È un solido racconto polifonico quello che compone Raffaele Notaro, nolano di origine, nel suo romanzo di esordio Densità (Mondadori, pp.264, euro 18). In una provincia meridionale collocata dentro un passato recente ancora segnato dalle ultime tracce di un mondo contadino quasi consunto si agitano le conseguenze di una scelta tragica: il suicido – volontario, istigato, adiuvato oppure addirittura un omicidio? – del giovane Filippo, quattordicenne maturo, posato, bello e sportivo. Eppure, schiacciato da qualcosa di troppo pesante da reggere. In questa storia, protagonista è una comunità con i suoi riti, le sue abitudini, i suoi processi rigorosamente celebrati fuori dalle aule di giustizia.

Infatti, Filippo lascia il suo migliore amico, il goffo Gabriele, con la sua lingua misteriosa (è affetto da una forma di apparente ritardo cognitivo), in balia delle reazioni degli adulti. A partire dalle madri, temibili protagoniste del racconto: Angela, madre di Gabriele, e Stefania, madre di Filippo. Per ricostruire quel che è accaduto, con una tensione continua che lambisce, più che attingere, ai generi del thriller psicologico e, per certi versi, del noir, Notaro gioca continuamente col piano temporale, e fa pattinare il lettore avanti indietro in circolo sopra una pista scivolosa, quella della moltiplicazione dei piani di realtà in corrispondenza alla pluralità dei punti di vista, che sono, alla fine dei giochi, le esperienze di dolore di tutti i personaggi, e di tutti noi. Ciò che più colpisce di questo racconto è il peso attribuito al non detto, a quello che si vive e non si dice (invece lo stile esce indebolito da certi momenti, soprattutto nella parte finale del romanzo, di verbosità spesso non pienamente coerente con le varie matrici dei personaggi). Questa ambiguità Notaro riesce a giocarla, ci sembra, in due sensi.

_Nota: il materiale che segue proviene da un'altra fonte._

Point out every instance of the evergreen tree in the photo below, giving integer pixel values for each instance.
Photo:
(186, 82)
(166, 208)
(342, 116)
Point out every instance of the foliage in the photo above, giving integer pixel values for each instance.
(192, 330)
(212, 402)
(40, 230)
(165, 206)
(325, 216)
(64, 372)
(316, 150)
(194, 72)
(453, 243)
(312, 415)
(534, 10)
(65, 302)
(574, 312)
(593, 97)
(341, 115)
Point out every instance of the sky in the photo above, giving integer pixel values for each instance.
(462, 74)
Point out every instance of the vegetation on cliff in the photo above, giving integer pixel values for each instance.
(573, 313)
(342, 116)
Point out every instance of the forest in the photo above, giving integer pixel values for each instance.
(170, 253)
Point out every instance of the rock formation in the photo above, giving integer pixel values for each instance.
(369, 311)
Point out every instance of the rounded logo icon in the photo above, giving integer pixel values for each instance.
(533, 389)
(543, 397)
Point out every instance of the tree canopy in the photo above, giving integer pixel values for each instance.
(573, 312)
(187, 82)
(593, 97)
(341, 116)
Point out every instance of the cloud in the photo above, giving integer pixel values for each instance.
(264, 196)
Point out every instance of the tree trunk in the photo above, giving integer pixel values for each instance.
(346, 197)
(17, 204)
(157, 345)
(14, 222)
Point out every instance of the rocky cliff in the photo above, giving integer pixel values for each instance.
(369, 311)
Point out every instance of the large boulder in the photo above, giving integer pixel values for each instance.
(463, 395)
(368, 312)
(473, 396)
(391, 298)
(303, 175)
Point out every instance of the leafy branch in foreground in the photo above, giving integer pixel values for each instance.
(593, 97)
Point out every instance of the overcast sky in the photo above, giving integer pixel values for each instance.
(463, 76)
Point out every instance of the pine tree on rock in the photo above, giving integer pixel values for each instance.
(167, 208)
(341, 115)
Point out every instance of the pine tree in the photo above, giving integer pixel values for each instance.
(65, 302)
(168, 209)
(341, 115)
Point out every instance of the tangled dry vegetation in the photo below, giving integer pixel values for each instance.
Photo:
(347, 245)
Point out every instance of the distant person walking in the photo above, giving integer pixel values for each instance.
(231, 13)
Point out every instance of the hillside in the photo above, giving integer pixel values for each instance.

In primo luogo, perché tutta una serie di informazioni che il lettore crede rivelatrici di possibili colpi di scena invece si riduce a qualcosa di molto più sottile, di molto meno esplicito, a qualcosa, cioè, di profondamente “interno” alla dinamica psicologica dei personaggi. Il processo appena descritto è per esempio molto visibile nell’incontro finale tra Gabriele e il padre di Filippo. Ma vi è un altro senso in cui il non detto gioca un ruolo essenziale in questo racconto: le motivazioni del suicidio dell’adolescente non ci verranno mai sbandierate, comprendiamo che la fragilità di Filippo ha a che fare con la formazione (o mancata formazione) nella sua educazione sentimentale e sessuale, ha a che fare con Sonia, da un lato, l’amica sensibile e decisa che vive isolata da (quasi) tutti, Gabriele, dall’altro (è ricca di senso ogni scena, anche ogni abbozzo di scena che vede i due ragazzi vicini, abbracciati, in contatto).

Tutto questo evoca l’omosessualità e, allo stesso tempo, indica la povertà di qualsiasi categorizzazione, l’eccedenza dell’esperienza di vita dei personaggi raccontati rispetto agli enunciati teorici. D’altra parte, questa eccedenza è proprio la densità del titolo del romanzo, la pesantezza dei “materiali esistenziali” che Filippo, Gabriele, Sonia, Angela, Stefania e tutti gli altri si portano dentro e attraversano.